Voor veganisten is het fijn om in één oogopslag te kunnen zien of een product voor hun geschikt is. Tegelijkertijd steunt het vegan aanbod vooral op mensen die geen vegan zijn. Het is dus belangrijk dat ook niet-veganisten de producten net zo aantrekkelijk vinden. Uit recente onderzoeken blijkt dat de labeling van producten als ‘vegan’ juist deze groep kan afschrikken.

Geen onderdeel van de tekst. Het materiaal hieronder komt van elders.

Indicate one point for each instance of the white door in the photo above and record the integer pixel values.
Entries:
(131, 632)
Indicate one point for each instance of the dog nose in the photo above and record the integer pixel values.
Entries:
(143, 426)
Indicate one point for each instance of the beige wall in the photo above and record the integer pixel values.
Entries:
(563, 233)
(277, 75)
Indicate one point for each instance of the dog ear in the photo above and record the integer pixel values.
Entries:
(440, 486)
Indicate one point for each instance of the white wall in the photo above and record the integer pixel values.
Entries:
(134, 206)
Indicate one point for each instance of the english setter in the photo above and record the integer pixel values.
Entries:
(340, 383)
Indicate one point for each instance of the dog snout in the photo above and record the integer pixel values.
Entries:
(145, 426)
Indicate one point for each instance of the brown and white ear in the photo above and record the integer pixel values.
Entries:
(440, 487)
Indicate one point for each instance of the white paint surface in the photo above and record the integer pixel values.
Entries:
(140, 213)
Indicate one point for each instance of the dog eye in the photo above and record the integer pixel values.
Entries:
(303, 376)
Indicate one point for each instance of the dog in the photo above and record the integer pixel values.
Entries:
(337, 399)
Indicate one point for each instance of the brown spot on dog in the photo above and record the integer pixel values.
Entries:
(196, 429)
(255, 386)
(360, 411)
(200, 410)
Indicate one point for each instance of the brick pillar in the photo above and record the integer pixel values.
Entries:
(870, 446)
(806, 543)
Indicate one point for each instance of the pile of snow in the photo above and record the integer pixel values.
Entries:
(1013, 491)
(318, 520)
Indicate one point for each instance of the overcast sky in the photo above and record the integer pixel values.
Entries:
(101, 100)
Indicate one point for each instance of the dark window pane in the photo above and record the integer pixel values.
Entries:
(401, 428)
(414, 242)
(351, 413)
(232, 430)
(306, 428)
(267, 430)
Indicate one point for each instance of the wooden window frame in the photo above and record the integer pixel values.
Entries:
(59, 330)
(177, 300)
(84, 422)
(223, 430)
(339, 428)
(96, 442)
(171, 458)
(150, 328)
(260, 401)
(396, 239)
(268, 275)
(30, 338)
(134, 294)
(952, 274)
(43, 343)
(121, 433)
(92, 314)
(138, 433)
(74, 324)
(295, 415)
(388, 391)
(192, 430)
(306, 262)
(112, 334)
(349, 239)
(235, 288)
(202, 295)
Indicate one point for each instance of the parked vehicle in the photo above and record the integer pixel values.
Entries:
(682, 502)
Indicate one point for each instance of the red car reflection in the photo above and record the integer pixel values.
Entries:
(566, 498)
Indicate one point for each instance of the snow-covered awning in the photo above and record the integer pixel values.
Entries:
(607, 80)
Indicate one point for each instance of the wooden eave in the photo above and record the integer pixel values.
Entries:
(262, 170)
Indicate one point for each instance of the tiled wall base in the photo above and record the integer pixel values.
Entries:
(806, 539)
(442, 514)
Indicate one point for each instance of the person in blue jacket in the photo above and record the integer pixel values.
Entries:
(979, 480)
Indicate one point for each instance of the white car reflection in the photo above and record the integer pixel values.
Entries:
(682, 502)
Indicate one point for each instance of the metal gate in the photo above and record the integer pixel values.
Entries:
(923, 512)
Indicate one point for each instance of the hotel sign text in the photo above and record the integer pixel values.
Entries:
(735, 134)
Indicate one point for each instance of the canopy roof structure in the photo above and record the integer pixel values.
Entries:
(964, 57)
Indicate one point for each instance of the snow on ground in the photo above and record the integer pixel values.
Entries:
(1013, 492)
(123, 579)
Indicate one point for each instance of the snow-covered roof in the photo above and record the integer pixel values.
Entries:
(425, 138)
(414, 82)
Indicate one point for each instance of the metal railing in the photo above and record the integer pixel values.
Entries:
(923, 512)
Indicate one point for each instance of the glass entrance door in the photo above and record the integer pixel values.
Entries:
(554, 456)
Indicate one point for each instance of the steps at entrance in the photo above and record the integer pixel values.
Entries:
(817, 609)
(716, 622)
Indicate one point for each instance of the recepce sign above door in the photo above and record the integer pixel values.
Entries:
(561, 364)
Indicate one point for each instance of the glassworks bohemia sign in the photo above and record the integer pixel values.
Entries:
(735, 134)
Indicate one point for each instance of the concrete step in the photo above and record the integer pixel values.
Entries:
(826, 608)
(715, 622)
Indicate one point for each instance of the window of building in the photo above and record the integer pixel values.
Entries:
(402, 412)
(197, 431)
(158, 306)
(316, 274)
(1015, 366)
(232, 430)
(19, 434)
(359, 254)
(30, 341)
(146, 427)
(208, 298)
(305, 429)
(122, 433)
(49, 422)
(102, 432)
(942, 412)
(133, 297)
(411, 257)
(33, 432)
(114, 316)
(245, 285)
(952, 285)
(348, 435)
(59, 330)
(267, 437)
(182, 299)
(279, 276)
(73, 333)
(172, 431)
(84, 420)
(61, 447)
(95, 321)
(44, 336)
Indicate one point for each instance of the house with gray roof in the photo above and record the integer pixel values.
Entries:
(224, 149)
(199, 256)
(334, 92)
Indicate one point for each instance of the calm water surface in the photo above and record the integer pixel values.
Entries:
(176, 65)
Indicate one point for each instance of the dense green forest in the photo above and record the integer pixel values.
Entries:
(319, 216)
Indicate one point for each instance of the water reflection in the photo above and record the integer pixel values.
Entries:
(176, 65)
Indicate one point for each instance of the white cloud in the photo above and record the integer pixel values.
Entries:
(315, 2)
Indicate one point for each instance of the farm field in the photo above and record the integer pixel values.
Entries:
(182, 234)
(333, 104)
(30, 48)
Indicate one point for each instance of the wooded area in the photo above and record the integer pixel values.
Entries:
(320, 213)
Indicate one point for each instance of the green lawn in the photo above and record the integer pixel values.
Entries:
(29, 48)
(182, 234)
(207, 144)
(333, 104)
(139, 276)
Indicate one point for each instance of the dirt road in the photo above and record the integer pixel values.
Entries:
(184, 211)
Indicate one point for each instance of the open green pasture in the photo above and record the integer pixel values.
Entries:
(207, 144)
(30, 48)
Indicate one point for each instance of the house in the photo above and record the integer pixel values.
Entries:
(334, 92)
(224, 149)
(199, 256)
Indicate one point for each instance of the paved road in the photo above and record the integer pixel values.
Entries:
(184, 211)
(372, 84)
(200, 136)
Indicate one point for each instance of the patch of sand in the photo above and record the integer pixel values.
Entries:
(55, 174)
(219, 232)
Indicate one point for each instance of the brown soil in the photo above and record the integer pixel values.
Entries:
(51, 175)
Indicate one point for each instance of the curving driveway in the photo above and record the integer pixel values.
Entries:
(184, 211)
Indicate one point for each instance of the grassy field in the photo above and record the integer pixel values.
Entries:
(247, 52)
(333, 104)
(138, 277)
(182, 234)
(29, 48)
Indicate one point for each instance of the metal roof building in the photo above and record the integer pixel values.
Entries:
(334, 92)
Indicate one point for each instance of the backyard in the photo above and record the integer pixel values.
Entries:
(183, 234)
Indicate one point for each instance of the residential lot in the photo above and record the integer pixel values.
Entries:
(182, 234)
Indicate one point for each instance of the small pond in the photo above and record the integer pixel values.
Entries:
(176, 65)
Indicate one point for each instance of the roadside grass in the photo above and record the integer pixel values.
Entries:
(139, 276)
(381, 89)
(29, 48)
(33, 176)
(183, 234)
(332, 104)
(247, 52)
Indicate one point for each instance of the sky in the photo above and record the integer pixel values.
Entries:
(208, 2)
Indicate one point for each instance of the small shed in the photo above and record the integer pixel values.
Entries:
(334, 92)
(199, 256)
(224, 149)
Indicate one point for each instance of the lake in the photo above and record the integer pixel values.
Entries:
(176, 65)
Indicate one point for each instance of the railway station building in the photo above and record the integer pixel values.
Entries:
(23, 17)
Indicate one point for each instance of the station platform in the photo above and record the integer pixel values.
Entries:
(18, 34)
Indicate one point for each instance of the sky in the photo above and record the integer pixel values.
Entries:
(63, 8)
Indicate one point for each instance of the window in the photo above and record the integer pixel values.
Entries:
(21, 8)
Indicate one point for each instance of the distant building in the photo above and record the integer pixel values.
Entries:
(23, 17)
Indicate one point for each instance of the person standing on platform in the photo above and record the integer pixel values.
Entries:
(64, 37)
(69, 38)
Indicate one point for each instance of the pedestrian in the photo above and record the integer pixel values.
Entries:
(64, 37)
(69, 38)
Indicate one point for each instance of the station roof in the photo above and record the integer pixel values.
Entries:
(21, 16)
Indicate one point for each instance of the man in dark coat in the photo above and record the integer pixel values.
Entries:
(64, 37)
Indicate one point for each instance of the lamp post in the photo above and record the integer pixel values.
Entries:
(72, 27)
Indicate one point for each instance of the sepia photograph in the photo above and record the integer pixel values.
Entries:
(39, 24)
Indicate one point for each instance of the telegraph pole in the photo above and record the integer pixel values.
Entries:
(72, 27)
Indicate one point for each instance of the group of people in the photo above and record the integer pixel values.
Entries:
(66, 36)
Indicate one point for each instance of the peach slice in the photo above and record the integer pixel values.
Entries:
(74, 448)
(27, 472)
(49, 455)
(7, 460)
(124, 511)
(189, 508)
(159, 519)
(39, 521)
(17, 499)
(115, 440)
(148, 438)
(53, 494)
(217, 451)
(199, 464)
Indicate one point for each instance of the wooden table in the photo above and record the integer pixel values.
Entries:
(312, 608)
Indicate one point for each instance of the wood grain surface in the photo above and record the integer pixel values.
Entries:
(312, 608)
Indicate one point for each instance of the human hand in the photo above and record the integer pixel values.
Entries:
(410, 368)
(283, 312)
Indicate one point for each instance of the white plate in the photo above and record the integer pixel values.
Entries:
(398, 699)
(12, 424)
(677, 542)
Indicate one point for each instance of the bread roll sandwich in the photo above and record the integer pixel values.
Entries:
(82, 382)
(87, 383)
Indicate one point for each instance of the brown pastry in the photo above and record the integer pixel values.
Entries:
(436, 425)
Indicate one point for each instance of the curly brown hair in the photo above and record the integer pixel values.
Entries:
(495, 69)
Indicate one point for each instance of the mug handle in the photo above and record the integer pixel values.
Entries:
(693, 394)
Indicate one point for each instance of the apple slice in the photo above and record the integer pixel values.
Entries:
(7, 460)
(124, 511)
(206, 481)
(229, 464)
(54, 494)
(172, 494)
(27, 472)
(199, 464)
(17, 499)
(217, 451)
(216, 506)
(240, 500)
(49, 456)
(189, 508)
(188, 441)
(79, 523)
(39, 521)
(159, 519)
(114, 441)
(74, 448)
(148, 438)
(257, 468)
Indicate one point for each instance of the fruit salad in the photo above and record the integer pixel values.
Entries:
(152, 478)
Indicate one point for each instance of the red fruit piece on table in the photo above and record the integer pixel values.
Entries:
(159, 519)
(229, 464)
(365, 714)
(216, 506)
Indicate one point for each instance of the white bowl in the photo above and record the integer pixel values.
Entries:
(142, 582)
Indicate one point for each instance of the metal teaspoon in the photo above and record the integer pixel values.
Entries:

Een nieuw onderzoek onder ruim 7.000 Amerikanen wijst er nu op dat termen als gezond of duurzaam de gemiddelde consument sneller weten te verleiden dan de termen vegan of plantaardig. Eerder Amerikaans veldonderzoek liet al zien dat veganistische of vegetarische gerechten beter verkochten als ze niet als dusdanig gekenmerkt werden. Een maand geleden kwam ook een studie van de Universiteit van Queensland met vergelijkbare resultaten. Daarin kwam naar voren dat termen als vegan, vegetarisch en vleesvrij niet aantrekkelijk zijn voor mensen die slachtvlees eten. Zij zouden door deze termen eerder denken dat het niet voor hen bedoeld is, vergelijkbaar met hoe mensen kunnen reageren op producten die gelabeld zijn als glutenvrij. Ook zouden ze denken dat het minder smaakvol is.
De onderzoeken hoeven echter niet representatief te zijn voor Nederland en laten ook niet zien wat een combinatie van termen doet. Wel laten ze zien dat producenten er momenteel goed aan doen om termen als vegan of 100% plantaardig subtiel te vermelden, zodat het wel herkenbaar is voor veganisten, maar de gemiddelde consument niet afleidt. Ook het benoemen van directe voordelen van plantaardige producen, zoals vrij van cholesterol, kan specifieke doelgroepen goed aanspreken, bleek eerder al uit onderzoek door Faunalytics. De Nederlandse Vereniging voor Veganisme (NVV) geeft horecaondernemers de tip om hun gerechten vooral aantrekkelijk te beschrijven: ‘Lasagne van aubergine, tomaat en cashewricotta’ klinkt toch veel aantrekkelijker dan ‘veganistische lasagne’?, schrijft de NVV in haar Starterkit voor de horeca.